От Белостока, что на востоке Польши, до границы с германской Восточной Пруссией было рукой подать. Первые боевые самолеты с черными крестами появились там уже утром 1 сентября 1939 года. Мой отец, тогда 13-летний мальчишка, стоя возле дома, присматривался к низко летевшим машинам. Пилот одной из них прицелился и выпустил пулеметную очередь по мальчику, одетому в короткие штаны и белую рубашку. Мой отец собирался в ту пятницу — первый день после каникул — пойти в школу, но по уважительным историческим причинам не пошел.
Немец промахнулся. Пули прошли мимо — в стог сена — и подожгли его.
Ляле это не понравилось. Решив удалиться с театра военных действий, она ушла жить на край леса, где дед строил новый дом, и поселилась под штабелем досок.
Но инстинкт Лялю подвел, война нашла ее и на новом ПМЖ. Прошло всего три недели, и рядом с ее новым жильем появился бивуак батальона Красной Армии, которая 17 сентября перешла восточную границу Речи Посполитой, которую с запада, юга и севера уже пожирал гитлеровский Вермахт.
Рядом с дедовой стройкой был лес, но бойцам, видимо, было лень колоть дрова, поэтому кашу в своей полевой кухне они варили на балках и досках, вырванных со стен двухэтажного дома, который мой дед так и не смог достроить. Кухня не пощадила и тех досок, которые в течение трех недель служили крышей для Ляли.
Кошка сбежала в лес. И только когда начались осенние дожди, снова попросилась в дом, который бросила, когда немец открыл охоту на польских мальчиков. Ей не мешало то, что в доме появились два квартиранта, офицеры Красной Армии. Оба интеллигентные, приличные. Лялю они обожали. Ведь она была сибирячкой, правнучкой кошки, которую дед 20 лет назад привез с Алтая, где семья жила в ссылке.
А еще у Ляли было предчувствие, когда к человеку приближается смерть. Она нежилась с офицерами, мурчала, как трактор. Знать, понимала, что те вскоре уйдут на страшную зимнюю войну, где оба пропадут в снегах Карелии.
Итак, в 1941-м Ляля была уже, как говорится, стреляный воробей. 21 июня, в субботу, она аккуратно перенесла куда-то в безопасное место своих котят с чердака дома. В перестрелке, которая завязалась между красноармейцами и бойцами Вермахта на следующий день, участия уже не принимала.

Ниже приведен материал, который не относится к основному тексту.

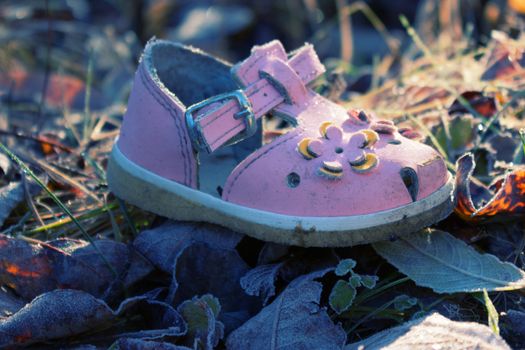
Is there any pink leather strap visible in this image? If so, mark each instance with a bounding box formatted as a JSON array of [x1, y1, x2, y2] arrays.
[[190, 41, 325, 153]]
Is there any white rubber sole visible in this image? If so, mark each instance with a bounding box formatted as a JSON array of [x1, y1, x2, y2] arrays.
[[107, 144, 454, 247]]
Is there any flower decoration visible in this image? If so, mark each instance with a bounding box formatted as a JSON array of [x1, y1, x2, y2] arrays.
[[398, 127, 424, 141], [371, 120, 397, 134], [297, 121, 380, 179], [347, 109, 398, 135]]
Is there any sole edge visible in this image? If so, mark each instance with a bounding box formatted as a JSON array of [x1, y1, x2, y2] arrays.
[[107, 145, 454, 247]]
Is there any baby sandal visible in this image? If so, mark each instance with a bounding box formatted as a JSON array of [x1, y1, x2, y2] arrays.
[[107, 39, 454, 247]]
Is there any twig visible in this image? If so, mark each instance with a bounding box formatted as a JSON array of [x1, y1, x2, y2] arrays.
[[22, 173, 46, 229], [82, 52, 94, 144], [0, 129, 73, 153], [336, 0, 352, 62]]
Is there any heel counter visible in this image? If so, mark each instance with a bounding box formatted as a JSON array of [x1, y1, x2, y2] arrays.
[[117, 64, 197, 188]]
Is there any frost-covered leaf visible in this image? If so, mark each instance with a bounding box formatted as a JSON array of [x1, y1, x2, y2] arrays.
[[171, 242, 258, 333], [346, 313, 510, 350], [240, 263, 283, 305], [0, 178, 42, 227], [115, 338, 191, 350], [448, 91, 497, 118], [227, 268, 346, 350], [501, 309, 525, 348], [48, 238, 130, 298], [0, 289, 113, 347], [481, 31, 525, 80], [0, 234, 130, 300], [360, 275, 378, 289], [64, 345, 100, 350], [0, 182, 25, 227], [177, 294, 224, 350], [454, 153, 525, 222], [117, 298, 187, 341], [487, 132, 520, 163], [133, 222, 255, 332], [133, 221, 242, 273], [0, 287, 25, 318], [393, 295, 418, 311], [0, 289, 186, 348], [329, 280, 356, 314], [123, 248, 155, 289], [373, 229, 525, 293], [335, 258, 356, 276]]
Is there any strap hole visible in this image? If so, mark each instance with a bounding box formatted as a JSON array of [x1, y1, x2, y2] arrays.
[[400, 167, 419, 202], [335, 147, 343, 154], [287, 172, 301, 188]]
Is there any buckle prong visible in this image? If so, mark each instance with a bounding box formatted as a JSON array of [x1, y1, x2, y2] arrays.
[[185, 90, 256, 152]]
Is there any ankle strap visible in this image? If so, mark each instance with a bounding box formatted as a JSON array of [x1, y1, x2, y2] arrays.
[[185, 41, 325, 153]]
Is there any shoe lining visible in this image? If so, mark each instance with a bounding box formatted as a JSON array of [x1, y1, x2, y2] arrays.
[[149, 42, 263, 198]]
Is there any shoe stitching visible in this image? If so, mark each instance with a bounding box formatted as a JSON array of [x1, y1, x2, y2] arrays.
[[199, 59, 309, 128], [199, 79, 272, 128], [199, 49, 321, 149], [200, 47, 300, 129], [208, 93, 284, 148], [209, 76, 318, 148], [242, 47, 281, 77], [138, 65, 192, 186]]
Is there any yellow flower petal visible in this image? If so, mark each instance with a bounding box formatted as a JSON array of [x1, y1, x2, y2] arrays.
[[318, 167, 343, 179], [348, 153, 366, 166], [297, 138, 321, 159], [319, 121, 334, 138], [318, 161, 343, 179], [351, 153, 379, 173], [361, 129, 379, 148]]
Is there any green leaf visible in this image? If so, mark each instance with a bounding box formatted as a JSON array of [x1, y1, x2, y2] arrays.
[[360, 275, 378, 289], [348, 275, 362, 288], [483, 289, 500, 336], [200, 294, 221, 318], [335, 259, 356, 276], [329, 280, 357, 314], [373, 229, 525, 293], [435, 115, 476, 152], [178, 294, 224, 349], [178, 294, 221, 334], [393, 295, 417, 311]]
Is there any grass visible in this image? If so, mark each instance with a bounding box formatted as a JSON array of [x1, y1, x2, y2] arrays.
[[0, 141, 118, 276]]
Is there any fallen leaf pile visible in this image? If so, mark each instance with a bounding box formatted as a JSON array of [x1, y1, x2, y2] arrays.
[[0, 1, 525, 349]]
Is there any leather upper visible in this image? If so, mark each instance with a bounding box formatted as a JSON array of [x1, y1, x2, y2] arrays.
[[116, 39, 449, 217]]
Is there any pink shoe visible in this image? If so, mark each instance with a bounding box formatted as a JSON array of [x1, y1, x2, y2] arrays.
[[107, 39, 453, 247]]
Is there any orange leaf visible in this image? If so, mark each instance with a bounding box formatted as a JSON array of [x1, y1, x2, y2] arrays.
[[509, 0, 525, 14], [454, 153, 525, 222]]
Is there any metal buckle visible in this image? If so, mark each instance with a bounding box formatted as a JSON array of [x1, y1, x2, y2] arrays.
[[185, 90, 256, 152]]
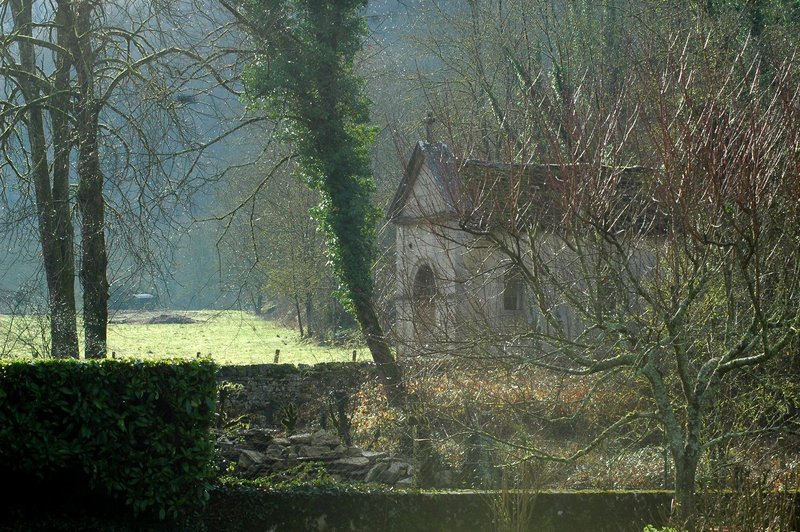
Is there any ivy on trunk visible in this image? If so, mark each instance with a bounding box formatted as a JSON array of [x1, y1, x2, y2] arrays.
[[229, 0, 404, 402]]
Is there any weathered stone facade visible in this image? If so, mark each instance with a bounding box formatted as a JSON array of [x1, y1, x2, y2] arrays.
[[387, 142, 535, 355], [387, 141, 650, 356]]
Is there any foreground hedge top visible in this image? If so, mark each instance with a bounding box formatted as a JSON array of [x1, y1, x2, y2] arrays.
[[0, 356, 217, 370]]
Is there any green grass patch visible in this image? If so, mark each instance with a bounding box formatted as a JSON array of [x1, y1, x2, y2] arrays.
[[0, 310, 359, 366]]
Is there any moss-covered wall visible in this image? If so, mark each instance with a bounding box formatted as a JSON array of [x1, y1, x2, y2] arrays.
[[217, 362, 376, 426], [203, 484, 676, 532]]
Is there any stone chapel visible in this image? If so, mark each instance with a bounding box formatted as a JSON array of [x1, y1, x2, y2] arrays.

Дом загорелся, семья пыталась переждать сражение в подвале горящего дома. Так, в первые же дни немецкой оккупации став погорельцами, они переселились в большой дом двоюродных сестер деда. Там были две свободные комнаты “мальчиков”, так тогда, а еще потом и десятки лет называли пропавших сыновей этих женщин.
Польские офицеры, они навсегда остались “мальчиками”.
У Ляли выработался какой-то инстинкт чувства военных бед. Часто приходила в матерям “мальчиков”, нежилась, утешала. Одна из сестер моего деда в 1943-м нашла имя своего сына в списке убитых в Катыни. Вторая известий не дождалась. Только в 1990-х я узнал, что ее “мальчик” тоже был среди тех жертв катынской трагедии, которых Василий Блохин — любимый палач ИВС — расстрелял в Калинине. Среди тысяч своих коллег он похоронен в Медном, на территории, которая не была оккупирована фашистами.
А мою бабушку Ляля не утешала. Будто знала, что мой отец и его старший брат, которых немцы увели из дома в Пруссию на принудительные работы, вернутся домой. Их освободила и спасла Красная Армия, которая в апреле 1945 года кровавым штурмом взяла Кенигсберг.
Когда они вернулись домой, война закончилась и для Ляли, рядовой польской кошки сибирского происхождения. Война, начало которой она пережила не один, а целых три раза.